Isterectomia laparoscopica, utero grande e chirurgia robotica

Nella discussione sulla chirurgia laparoscopica per l’isterectomia in uteri molto voluminosi e nella discussione sulla utilità della chirurgia robotica abbiamo fatto un commento completo in inglese In breve…….

Date: Tue, 10 Nov 2009 19:45:30 -0500 From: “Philippe R. Koninckx and Anastasia Ussia” Subject: Laparoscopic hysterectomy on the large fibroid uterus
Find below some comments to the discussion on large uteri and on robotic surgery on the AAGL listserv.
1. The first and single most important instrument for a large uterus is a decent manipulator. The uterine rotator, which I patented back in 1991, and which only recently has been finalised into a strong manipulator, permits in addition to other movements as push/pull, ante/retroflexion, rotation of the uterus. The bigger the uterus the more important this is. (This manipulator is actually distributed by Storz ; for videos of its use
2. Ligation of the uterine artery at the origin is a technique which is mandatory to master when really big uteri are tackled. Occasionally, the uterine artery at the level of the uterus can be very difficult to reach, especially when a myoma in the broad ligament makes its access difficult
3. We do appreciate and want to endorse John’s comments on robotic surgery (see below). I have a robot in Leuven and still have not found out what I could use it for, except eventually for tubal reanastomosis. Considering the results (eg of Charles Koh and ours) of laparoscopic reanastomosis it will be very hard to prove superiority of the robot. I do not need it for ureter reanastomosis, and also for endometriosis or myoma’s I do not see its utility. The major problem in Belgium is that the Da Vinci robot is used without proof of superiority and without any economic principle. If the cost of the robot and of the equipment would not been paid by the community , I do not think any gynecologist would pay for a robot. If established endoscopists do not need a robot, its use by non-endoscopists is a step backwards since for every complication they will have to do a laparotomy.

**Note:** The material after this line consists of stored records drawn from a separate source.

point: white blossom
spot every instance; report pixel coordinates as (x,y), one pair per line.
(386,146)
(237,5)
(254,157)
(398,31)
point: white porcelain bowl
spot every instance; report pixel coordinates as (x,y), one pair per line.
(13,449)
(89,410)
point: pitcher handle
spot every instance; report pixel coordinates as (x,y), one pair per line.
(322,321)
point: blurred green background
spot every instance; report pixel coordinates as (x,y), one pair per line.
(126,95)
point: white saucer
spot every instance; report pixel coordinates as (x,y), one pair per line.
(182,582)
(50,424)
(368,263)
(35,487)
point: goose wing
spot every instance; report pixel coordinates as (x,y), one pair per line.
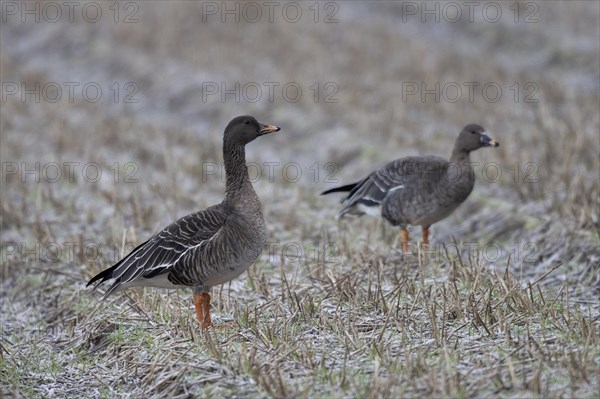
(412,172)
(164,252)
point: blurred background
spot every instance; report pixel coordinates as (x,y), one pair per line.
(118,111)
(112,117)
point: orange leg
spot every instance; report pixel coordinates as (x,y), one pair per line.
(202,304)
(425,231)
(404,235)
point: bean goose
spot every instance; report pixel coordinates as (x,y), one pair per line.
(420,190)
(206,248)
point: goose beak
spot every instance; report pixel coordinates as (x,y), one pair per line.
(266,129)
(486,141)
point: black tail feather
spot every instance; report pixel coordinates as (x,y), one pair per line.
(346,188)
(104,275)
(108,273)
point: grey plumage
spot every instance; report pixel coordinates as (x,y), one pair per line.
(418,190)
(209,247)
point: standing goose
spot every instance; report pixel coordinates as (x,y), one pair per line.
(419,190)
(205,248)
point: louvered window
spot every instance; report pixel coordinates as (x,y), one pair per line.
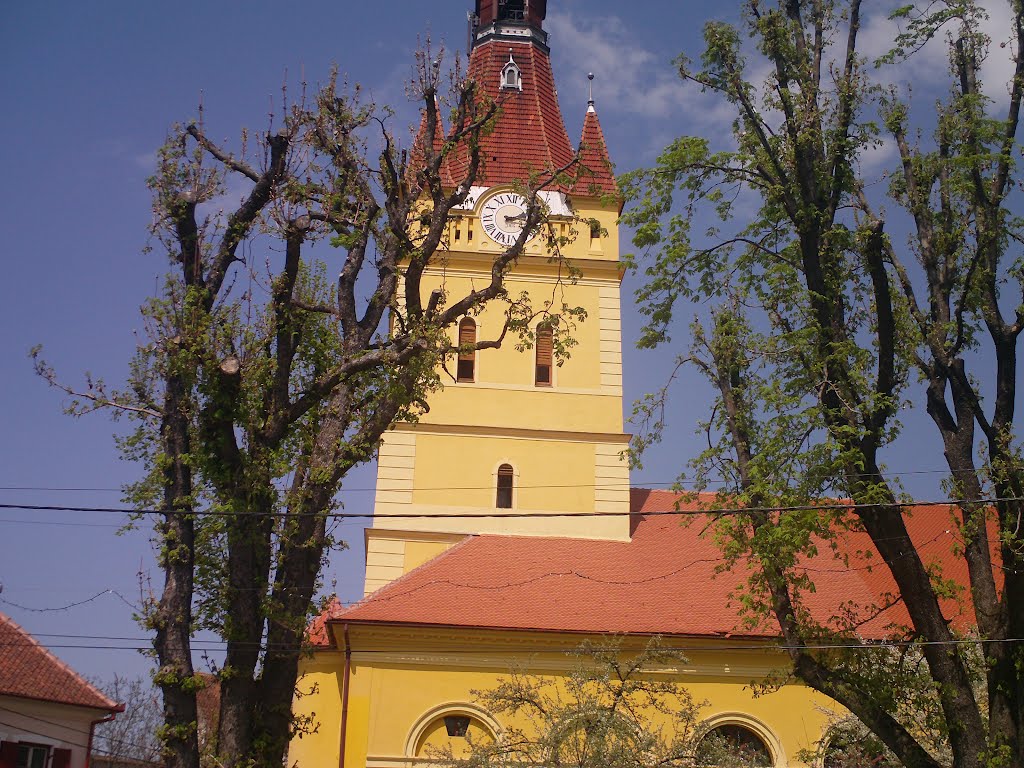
(466,370)
(542,377)
(505,479)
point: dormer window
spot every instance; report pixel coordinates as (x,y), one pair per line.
(512,10)
(511,76)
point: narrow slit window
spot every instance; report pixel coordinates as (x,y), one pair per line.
(505,479)
(544,356)
(466,368)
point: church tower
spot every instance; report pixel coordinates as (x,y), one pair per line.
(516,437)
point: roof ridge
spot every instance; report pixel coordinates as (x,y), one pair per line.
(111,704)
(540,111)
(381,593)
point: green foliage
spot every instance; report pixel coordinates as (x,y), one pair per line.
(261,382)
(812,321)
(612,709)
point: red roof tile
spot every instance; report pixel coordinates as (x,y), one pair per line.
(528,135)
(595,176)
(665,581)
(30,671)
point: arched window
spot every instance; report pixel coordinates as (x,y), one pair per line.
(506,478)
(466,369)
(511,75)
(725,743)
(451,728)
(542,377)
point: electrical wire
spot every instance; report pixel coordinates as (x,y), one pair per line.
(754,644)
(835,507)
(98,595)
(368,489)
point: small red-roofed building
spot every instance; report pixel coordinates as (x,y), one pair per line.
(47,711)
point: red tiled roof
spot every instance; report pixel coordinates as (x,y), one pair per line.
(528,135)
(594,177)
(664,581)
(30,671)
(417,155)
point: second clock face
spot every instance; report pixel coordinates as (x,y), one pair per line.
(503,217)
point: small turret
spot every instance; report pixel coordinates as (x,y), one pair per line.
(595,177)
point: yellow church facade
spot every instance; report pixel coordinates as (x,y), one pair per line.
(505,529)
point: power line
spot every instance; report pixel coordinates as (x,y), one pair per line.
(368,489)
(834,507)
(760,645)
(98,595)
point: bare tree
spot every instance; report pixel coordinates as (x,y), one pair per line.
(261,385)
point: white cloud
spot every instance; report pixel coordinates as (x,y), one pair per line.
(929,68)
(628,77)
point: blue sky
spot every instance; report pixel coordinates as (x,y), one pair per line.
(89,93)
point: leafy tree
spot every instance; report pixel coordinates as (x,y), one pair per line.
(821,320)
(606,712)
(262,383)
(133,733)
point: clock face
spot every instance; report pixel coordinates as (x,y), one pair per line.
(503,217)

Philippe R. Koninckx and Anastasia Ussia
Uiversity of Leuven, Belgium and Gruppo Italo-Belga, Roma Italia

*** below the comment of John Steege
Date: Mon, 9 Nov 2009 22:59:16 -0500 From: John Steege Subject: Laparoscopic hysterectomy on the large fibroid uterus

Initially, I joined the enthusiasm for the robot, but after doing about 100 cases, I’ve come to feel that in benign gynecology, with a modicum of
experience, there really are no advantages to using the robot. Taking them one by one:
1) 3-D: Maybe it’s a little easier to learn laparoscopy with the robot, but the experienced operator doesn’t need it. My cerebellum has been used to
the “conventional laparoscopy” approach for so long that I don’t even see the 3-D.
2) wristed instruments: Yes, easier to sew, but now with the Quill suture available, it’s quite feasible to do most myomectomies with straight sticks, and
closing the cuff after laparscopic hysterectomy is quite easy. (Our second year residents learn it in about 2-3 cases.)
3) Speed?: Size of uterus, complexity of the sidewalls, and teaching time are the real rate-limiting steps, not the robot or lack thereof.
4) Less pain after surgery?: Hinted at in the marketing, but no data.
5) Less scarring after surgery?: Same as #4.
For the larger uterus (over about 16 weeks), I now use two 5 mm ports on each side, and find this allows a very rapid and low blood loss procedure, even
with a relatively less experienced resident assisting. Choice of tissue-dividing instrument matters little, as there are no data to support a clinically
meaningful difference in healing or safety.
The current pressure to get labeled as a “robotic surgeon” worries me. I think we will see surgeons attempting difficult surgeries they are really not qualified to do, thinking that the robot will make it easier. In fact, the lack of tactile feedback will make it more difficult to successfully deal with advanced
endometriosis, difficult pelvic sidewalls, and the like. More, not fewer, complications are the likely result.
So far, the fact remains that there is nothing special that the robot does for the gyn surgeon with a modicum of experience, who is doing benign
gynecology. I would leave the discussion of gyn cancer surgery and urologic surgery to others, although the issues are far from settled in those areas as
well.
We need to be fair and honest in the information we advance to the public. We need to not let competition among providers distort the data. Advantage
of the robot? The emperor has no clothes.